Martin Luther King Jr.
Puede dar asco leer esto, pero es necesario que la gente gane conciencia de cómo está este mundo, como los bandoleros se hacen del poder y le hacen la vida imposible a gente que no le ha hecho daño a nadie, que su único pecado es ser trigueñitos, morenitos y hablar esa bella lengua que es el español, y querer asilarse.
El testimonio viene de tres ciudadanos venezolanos Andry Hernández Romero, Jerce Reyes y Andry Blanco Bonilla, los que fueron despachados desde EE. UU. a la cárcel conocida como CECOT (Centro de Confinamiento del Terrorismo), donde el abuso es pan nuestro de cada día.
Dicen que desde que llegaron les pegaron con todo y les dejaron morados en el cuerpo, abuso psicológico y negación de las necesidades como los alimentos y un baño decente donde defecar y orinar.
Ellos, venezolanos, fueron deportados aun tercer país, al Salvador, como parte de los esfuerzos de la actual administración estadounidense de “limpieza”, étnica, por supuesto, a través del Acta de Enemigos Extranjeros, aunque ellos no tenían vínculos algunos con bandas criminales, y maltratados por el solo hecho de tener tatuaje.
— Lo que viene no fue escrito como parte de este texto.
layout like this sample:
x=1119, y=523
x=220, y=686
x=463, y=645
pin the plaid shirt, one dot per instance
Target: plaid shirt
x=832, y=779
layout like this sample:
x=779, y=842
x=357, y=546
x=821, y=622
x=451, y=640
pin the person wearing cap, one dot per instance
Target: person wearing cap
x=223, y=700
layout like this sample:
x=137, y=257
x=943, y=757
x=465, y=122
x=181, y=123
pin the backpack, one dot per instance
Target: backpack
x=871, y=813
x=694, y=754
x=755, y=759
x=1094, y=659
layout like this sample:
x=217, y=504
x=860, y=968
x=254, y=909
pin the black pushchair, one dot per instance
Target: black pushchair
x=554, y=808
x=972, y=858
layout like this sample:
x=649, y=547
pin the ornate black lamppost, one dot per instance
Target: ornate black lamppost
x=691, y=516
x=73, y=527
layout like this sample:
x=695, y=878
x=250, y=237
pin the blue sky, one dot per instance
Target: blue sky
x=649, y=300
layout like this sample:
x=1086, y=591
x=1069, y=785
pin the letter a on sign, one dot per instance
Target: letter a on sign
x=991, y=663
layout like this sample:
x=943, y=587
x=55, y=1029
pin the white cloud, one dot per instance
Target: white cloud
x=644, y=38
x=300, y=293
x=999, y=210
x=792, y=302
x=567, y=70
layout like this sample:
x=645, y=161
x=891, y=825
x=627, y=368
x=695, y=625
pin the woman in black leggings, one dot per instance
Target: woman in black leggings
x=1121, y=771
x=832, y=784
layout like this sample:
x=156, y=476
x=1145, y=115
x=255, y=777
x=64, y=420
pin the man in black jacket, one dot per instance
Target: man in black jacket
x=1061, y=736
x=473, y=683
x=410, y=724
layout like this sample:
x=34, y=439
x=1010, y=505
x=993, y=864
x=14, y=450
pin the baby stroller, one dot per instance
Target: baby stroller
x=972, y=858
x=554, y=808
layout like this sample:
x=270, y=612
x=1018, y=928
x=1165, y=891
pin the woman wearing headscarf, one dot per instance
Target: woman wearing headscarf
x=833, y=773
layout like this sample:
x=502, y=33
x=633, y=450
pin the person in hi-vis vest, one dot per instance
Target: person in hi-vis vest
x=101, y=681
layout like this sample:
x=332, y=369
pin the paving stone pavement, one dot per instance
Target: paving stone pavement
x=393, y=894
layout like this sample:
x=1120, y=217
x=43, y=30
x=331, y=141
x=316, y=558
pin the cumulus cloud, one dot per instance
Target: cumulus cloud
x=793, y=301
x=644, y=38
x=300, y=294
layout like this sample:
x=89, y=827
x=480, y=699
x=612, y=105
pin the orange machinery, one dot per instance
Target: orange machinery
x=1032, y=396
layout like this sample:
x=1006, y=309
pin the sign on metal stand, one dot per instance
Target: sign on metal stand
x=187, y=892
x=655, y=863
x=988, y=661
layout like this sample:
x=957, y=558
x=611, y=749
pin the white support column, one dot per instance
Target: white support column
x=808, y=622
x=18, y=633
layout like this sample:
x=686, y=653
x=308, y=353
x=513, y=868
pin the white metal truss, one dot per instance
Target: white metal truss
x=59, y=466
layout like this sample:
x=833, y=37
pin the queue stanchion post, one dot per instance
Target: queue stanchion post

Para su suerte y después de miles de vejaciones fueron liberados el 18 de julio del presente año y enviados a Venezuela. Eso se hizo en un trato entre el gobierno de EE. UU. y el de Venezuela.
Hernandez Romero es un joven de 32 años, homosexual, el que buscaba asilo en los EE. UU. Él afirma que durante el período de prisión fue llevado a un lugar apartado y solitario, obligado a arrodillarse y mamarle el pene a uno del personal de la prisión, mientras otros alrededor lo manoseaban y le tocaban sus genitales.
Reyes dijo que el abuso llegó al extremo cuando le exigieron que se suicidara, algo que no llegó a ser de milagro. La pesadilla era diaria, solo el pensamiento en su familia y sus creencias religiosas le salvaron de esta locura.
Bonilla, por su parte, dijo que no olvidará la forma en que los recibieron en la CECOT. El oficial al mando les dijo: “Bienvenidos a la CECOT, bienvenidos al infierno”. Los guardias tenían libertad para golpear, mientras que los médicos allí escribían falsos reportes.
Ahora que están de regreso en casa con sus familias, ellos tres están demandando al gobierno de EE. UU. y a su aliado, el presidente del Salvador, Nayib Bukele.
Mis comentarios aquí no valen, pues me vienen a la cabeza todas las maldiciones que a uno no deben ocurrírsele. Sería bueno que lo leyeran aquellos que quieren santificar al dictador salvadoreño y su régimen de prisión. El Salvador es pagado por ese servicio por el gobierno de EE. UU. y con miles de dólares por cada uno de los deportados.
Ya ven, Venezuela tiene una tiranía, no hizo caso al resultado de sus elecciones, pero juega con cabeza en este rollo. Maduro es el humano esta vez. Al final la tiranía se fortalece gracias a la maldad de otras encubiertas.
Nota: Información brindada por NBC News del 28 de julio 2025.